The police promised, starting at early Monday morning, they would seize the cars of DWI suspects and hold onto them before any trial.
They kept their word and even jumped the gun. The first car was seized at 10:30 p.m. Sunday night - not at a checkpoint but out on the road. By Monday morning, four suspects and three cars had been locked up.
"Essentially what this is doing is getting society to take driving while intoxicated more seriously," said New York Mayor Rudolph Giuliani.
Not surprisingly, there are strong critics of this program. And, not surprisingly, they have threatened to sue.
"In this situation they're seizing the merely based on arrest. It doesn't depend on whether you're convicted of the crime and I think that will be, in public's mind, unfair," said Norman Siegel of the new York Civil Liberties Union.

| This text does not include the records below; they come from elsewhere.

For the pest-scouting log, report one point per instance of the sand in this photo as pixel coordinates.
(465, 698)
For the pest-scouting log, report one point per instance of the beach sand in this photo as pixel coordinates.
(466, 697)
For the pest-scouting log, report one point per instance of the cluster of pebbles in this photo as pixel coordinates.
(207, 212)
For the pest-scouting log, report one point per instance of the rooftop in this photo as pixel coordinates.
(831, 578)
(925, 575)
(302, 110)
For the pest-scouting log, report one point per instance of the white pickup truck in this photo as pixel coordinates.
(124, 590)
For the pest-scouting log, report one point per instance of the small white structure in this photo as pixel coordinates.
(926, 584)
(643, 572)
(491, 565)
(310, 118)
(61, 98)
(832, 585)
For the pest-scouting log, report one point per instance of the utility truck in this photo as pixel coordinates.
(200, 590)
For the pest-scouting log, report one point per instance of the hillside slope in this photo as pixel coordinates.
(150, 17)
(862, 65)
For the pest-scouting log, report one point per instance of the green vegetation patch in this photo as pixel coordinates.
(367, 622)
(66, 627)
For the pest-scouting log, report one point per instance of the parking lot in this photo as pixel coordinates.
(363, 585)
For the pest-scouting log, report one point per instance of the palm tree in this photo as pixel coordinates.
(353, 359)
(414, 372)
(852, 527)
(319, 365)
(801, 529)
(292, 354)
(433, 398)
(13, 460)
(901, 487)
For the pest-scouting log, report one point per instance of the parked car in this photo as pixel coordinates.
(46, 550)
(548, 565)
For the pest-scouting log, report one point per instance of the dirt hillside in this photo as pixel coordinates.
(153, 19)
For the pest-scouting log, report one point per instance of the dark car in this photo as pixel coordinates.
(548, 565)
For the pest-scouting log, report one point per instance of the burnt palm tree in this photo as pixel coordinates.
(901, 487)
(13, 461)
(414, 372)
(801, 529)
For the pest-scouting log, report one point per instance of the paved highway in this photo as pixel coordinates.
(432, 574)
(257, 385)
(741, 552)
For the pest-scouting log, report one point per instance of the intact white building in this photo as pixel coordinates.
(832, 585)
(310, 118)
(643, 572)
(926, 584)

The mayor is ready to fight any legal challenge.
"I'm quite confident that we will prevail," he said.
Giuliani may be on to something. On Monday, the county executive of Nasssau County, which borders New York, announced he wants to do the same thing. And any court fight is likely to be watched by other mayors anxious to show they can be tough on drunk drivers too.
Giuliani said 16,000 people were killed by drunk drivers last year, 31 of them in New York City. City police arrested 6,368 people on drunken driving charges last year and 6,836 in 1997.
This is not the first of Giuliani's policy to stir up controversy. His curbs on loitering by the homeless and sex shops in the city have drawn similar protests and legal challenges.